Pechino rassicura i vicini. L'Amministrazione Bush rassicura i propri elettori sedotti dalla destra di Pat Buchanan e dagli argomenti anti-trade dei radical e dei sindacati: gli Usa hanno tutto da guadagnare dall'affermazione del libero mercato nell'ex Impero di Mezzo. Rassicura anche l'Europa, con francesi e tedeschi eccessivamente ossessionati dal rischio di delocalizzazione produttiva che si è dimostrata più un'arma di ricatto nei confronti dei sindacati che non un fenomeno di ampia portata. Il sogno è che pian piano l'euro sostituisca il dollaro nei ricchi forzieri delle banche centrali asiatiche2.
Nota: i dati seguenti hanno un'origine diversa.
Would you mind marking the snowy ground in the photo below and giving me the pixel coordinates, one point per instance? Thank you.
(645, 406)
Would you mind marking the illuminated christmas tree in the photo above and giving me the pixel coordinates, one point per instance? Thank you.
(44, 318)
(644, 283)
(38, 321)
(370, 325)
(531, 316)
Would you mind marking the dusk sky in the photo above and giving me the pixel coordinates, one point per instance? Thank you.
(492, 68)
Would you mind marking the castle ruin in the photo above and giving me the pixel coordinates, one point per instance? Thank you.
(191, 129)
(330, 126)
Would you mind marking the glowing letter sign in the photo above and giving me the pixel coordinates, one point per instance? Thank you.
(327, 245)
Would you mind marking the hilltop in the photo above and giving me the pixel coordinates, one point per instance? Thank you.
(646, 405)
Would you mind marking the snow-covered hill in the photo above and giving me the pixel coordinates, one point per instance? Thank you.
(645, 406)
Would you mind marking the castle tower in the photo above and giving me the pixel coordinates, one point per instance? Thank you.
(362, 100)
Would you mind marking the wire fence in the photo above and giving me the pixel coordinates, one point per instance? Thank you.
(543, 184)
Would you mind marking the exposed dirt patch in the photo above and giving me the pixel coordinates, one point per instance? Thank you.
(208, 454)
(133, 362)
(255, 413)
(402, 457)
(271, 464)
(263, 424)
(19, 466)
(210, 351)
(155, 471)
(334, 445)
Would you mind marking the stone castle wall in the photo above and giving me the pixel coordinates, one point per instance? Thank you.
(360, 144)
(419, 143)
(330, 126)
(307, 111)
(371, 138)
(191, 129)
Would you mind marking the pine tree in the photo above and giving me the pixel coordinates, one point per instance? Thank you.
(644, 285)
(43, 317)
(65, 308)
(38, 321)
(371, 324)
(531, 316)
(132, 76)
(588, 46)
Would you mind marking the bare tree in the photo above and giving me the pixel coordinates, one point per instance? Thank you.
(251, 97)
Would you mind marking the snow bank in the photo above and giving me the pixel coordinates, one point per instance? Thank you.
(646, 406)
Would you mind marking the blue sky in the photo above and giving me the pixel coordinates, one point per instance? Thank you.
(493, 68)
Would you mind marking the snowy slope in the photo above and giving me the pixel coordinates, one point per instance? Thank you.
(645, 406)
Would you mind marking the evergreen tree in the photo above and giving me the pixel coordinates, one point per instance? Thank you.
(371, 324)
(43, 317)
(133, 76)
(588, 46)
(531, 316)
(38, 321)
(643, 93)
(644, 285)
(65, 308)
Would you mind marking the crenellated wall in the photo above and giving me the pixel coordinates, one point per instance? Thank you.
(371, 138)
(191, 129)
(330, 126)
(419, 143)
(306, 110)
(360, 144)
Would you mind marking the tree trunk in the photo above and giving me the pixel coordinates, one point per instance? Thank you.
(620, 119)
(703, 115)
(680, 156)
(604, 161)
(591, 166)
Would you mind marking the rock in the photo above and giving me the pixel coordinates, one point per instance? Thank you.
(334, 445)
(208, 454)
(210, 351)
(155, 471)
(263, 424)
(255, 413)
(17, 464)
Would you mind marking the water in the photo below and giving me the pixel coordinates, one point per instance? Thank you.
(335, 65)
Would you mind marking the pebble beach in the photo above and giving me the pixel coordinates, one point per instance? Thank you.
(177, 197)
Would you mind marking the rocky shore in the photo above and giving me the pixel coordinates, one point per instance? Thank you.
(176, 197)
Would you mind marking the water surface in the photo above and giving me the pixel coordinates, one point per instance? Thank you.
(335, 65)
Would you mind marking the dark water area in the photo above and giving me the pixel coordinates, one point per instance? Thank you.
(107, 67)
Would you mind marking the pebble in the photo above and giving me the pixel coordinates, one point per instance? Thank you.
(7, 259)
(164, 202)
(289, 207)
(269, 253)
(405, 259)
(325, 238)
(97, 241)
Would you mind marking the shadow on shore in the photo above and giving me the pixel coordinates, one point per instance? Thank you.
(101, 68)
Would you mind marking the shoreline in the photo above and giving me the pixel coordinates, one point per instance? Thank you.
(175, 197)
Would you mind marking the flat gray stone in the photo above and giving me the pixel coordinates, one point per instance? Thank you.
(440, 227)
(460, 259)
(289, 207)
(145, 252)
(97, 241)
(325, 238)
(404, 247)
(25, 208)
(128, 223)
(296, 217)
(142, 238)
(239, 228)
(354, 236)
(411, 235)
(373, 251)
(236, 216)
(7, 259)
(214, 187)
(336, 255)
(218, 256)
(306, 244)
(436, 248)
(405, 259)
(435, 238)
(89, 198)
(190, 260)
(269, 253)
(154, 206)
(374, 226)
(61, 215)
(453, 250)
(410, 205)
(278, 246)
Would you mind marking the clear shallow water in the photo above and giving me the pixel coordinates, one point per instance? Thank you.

La strategia della rassicurazione a 360 gradi è troppo scoperta per essere del tutto convincente. Alla fine del 2001 l'ingresso della Cina nella Omc era passato in secondo piano per l'emergenza terrorismo, ma adesso, raffreddato lo shock delle Twin Towers e scampati alla quasi recessione globale, riaffiorano vecchie paure e nuovi interrogativi. Chi avrà la peggio nella guerra su scala continentale al salario più basso? Chi sarà più danneggiato dalla fatale attrazione che la Cina continua a esercitare sui flussi internazionali di investimenti diretti?
Basta scorrere qualche cifra per trovare le risposte. Un'ora di lavoro di un addetto non qualificato dell'industria manifatturiera costa 60 cent in Cina contro 2 dollari e mezzo in Malaysia, 5 a Singapore e 25 in Giappone. Di solito i salari aumentano quanto più veloce risulta la crescita complessiva dell'economia, ma in Cina questo schema funziona limitatamente. Secondo la Morgan Stanley, negli ultimi 10 anni le retribuzioni (aggiustate con l'inflazione) sono aumentate dell'88% mentre la crescita del PIL del 162%. Motivo: la vastità del mercato. Con 18-20 milioni di cinesi che si aggiungono ogni anno alla forzalavoro, l'offerta di lavoro è praticamente inesauribile.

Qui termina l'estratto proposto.